AI will be everywhere this year, unlike 2025.
Artificial Intelligence
- CES 2025 was surprising in that, despite the hype of 2024, AI was largely absent at the trade show.
- I had expected everyone to sprinkle their products with AI pixie dust to make them more appealing but it was not to be.
- This sent a strong signal that the industry thought that AI was not ready for the consumer, and given how the end markets developed in 2025, it was mostly correct.
- AI has had no impact whatsoever on almost all consumer electronics devices, which was the main reason why Apple was able to escape relatively unscathed in 2025.

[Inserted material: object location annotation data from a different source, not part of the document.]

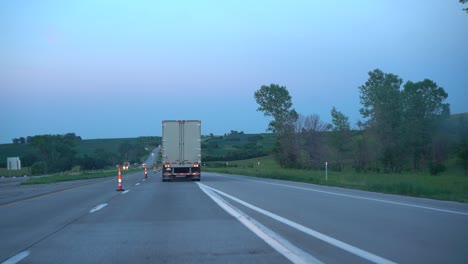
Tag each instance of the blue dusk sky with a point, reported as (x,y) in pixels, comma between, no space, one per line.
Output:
(115,69)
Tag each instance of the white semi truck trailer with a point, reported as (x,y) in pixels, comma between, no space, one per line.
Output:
(181,149)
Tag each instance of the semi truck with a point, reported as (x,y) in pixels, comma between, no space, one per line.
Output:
(181,149)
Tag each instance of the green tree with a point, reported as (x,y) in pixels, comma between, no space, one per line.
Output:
(341,135)
(423,112)
(381,100)
(57,151)
(464,2)
(275,101)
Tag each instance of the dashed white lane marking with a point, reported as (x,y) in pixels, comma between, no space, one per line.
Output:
(337,243)
(284,247)
(97,208)
(357,197)
(17,258)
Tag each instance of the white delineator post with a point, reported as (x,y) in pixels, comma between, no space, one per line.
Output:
(119,180)
(326,171)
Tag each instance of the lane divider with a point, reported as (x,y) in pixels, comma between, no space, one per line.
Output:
(354,196)
(17,258)
(284,247)
(97,208)
(332,241)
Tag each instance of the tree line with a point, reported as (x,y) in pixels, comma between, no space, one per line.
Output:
(404,127)
(58,153)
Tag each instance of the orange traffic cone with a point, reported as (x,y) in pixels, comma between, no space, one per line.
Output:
(119,186)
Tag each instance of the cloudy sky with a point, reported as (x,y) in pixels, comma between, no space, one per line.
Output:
(112,69)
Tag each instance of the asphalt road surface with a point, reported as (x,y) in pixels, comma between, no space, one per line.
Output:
(225,219)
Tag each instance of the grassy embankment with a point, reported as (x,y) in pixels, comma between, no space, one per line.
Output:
(450,185)
(73,176)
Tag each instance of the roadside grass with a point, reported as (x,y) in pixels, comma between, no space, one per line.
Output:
(4,172)
(450,185)
(73,176)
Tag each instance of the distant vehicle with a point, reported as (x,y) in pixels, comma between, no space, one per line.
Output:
(181,149)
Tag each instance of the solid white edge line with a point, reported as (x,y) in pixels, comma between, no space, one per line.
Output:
(355,196)
(17,258)
(97,208)
(281,245)
(337,243)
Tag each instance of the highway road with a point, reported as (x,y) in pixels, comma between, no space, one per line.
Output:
(225,219)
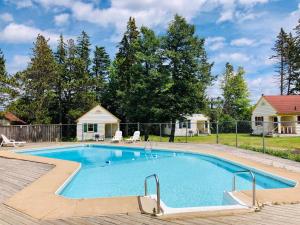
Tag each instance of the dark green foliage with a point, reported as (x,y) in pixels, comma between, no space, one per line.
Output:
(190,73)
(100,71)
(235,94)
(125,69)
(7,91)
(37,84)
(151,79)
(287,51)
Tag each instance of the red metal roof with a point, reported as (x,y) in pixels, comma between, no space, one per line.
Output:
(285,104)
(13,118)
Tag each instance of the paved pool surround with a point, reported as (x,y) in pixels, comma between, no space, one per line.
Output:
(40,200)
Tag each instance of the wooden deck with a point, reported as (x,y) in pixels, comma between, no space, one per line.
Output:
(16,174)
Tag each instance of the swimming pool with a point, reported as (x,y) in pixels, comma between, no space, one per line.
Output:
(186,179)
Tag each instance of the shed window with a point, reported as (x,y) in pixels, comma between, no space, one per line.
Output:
(90,127)
(259,120)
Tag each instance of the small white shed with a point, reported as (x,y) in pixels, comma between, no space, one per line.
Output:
(97,122)
(195,124)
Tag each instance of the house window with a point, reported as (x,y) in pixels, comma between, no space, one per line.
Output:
(180,124)
(90,127)
(259,120)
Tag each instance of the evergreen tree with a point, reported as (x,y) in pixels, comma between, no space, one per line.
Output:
(280,57)
(5,83)
(126,67)
(185,59)
(235,93)
(61,58)
(38,83)
(83,50)
(101,63)
(291,64)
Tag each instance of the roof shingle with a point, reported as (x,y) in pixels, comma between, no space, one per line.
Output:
(285,104)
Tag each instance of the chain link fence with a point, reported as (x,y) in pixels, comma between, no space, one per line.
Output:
(276,138)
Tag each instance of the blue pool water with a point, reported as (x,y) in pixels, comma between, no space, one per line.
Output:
(186,179)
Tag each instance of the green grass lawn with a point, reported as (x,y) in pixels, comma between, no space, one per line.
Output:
(283,147)
(244,141)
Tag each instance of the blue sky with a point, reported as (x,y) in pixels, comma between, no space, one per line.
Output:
(239,31)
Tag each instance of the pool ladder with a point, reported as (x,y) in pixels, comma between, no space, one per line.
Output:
(146,148)
(253,183)
(157,210)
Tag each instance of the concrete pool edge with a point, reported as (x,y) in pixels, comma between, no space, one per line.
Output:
(40,201)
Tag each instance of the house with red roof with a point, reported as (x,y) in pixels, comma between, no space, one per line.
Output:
(277,115)
(8,118)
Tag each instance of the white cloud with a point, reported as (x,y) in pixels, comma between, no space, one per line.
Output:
(226,16)
(242,42)
(18,63)
(152,13)
(61,19)
(6,17)
(215,43)
(235,57)
(257,86)
(19,33)
(21,3)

- I expect that this will continue to be true for most consumer electronics segments in 2026, but the industry is beginning to experiment with in-development or commercial products.
- This is evident in the marketing traffic that bombards every analyst’s inbox over the Christmas and New Year period.
- This year, it is almost all about new ideas, products and services that incorporate AI to enable a new use case or bring a previously unrealistic product to life.
- Here, I expect that robotics and smart glasses will take up most of the airtime, but I will be on the lookout for the dark horses hiding in the dark recesses of the show.
Robotics
- World models, physical AI and robotics are going to be big buzzwords this week, which with the hype stripped out, add up to robotics being on the horizon but very far from being a commercial reality.
- The ability to use natural language as an effective man-machine interface has had by far the most impact on bringing the robotics proposition closer to reality, but there remains a very, very long way to go.
- This is because there is still no such thing as a general robotics model which would allow any configuration of robot to navigate the human world safely without retraining.
- RFM Research (see here) has concluded that the lack of a general model is the single biggest hurdle that needs to be overcome to bring domestic robots into the realm of commercial reality.
- Hence, the show will be full of single-purpose robots (lawn mowing, pool cleaning), which actually work quite well and lots of humanoid robots that will struggle to stand up or do anything that is not explicitly programmed or remote controlled.
- China is making a big effort here, and so it will be very interesting to see how much of China decides to visit CES this year, as last year was limited to some retail brands with a US presence and exporters of components out of China’s neighbours.
Smart glasses
- Smart glasses is the category that saw the most development in 2025 and with competition heating up, I expect a lot to be on offer at CES 2026.
- The two leaders in the West are Meta, which has almost all the market share from its first mover advantage and from being the first to engage the retail glasses brands and Google.
- Google clearly has designs on this segment and has the advantage of an ecosystem of digital services and its competitive position in AI with Gemini.
- AI remains Meta’s weakness as I can’t really see users wanting to use Meta’s AI for navigation or identifying surroundings, although for messages, it will be pretty good.
- However, its position with Luxoticca, of which RayBan and Oakley are rapidly increasing their options, will help to offset the AI and ecosystem shortcomings.
- These devices are all pretty expensive, and so what we are also going to see is a large increase in offerings from China, aiming squarely for the volume end of the market.
- Hence, I expect to spend a lot of time with silly-looking glasses on my face, as well as nosing around in the south hall, looking at the Chinese options, who are keeping a low profile at the show.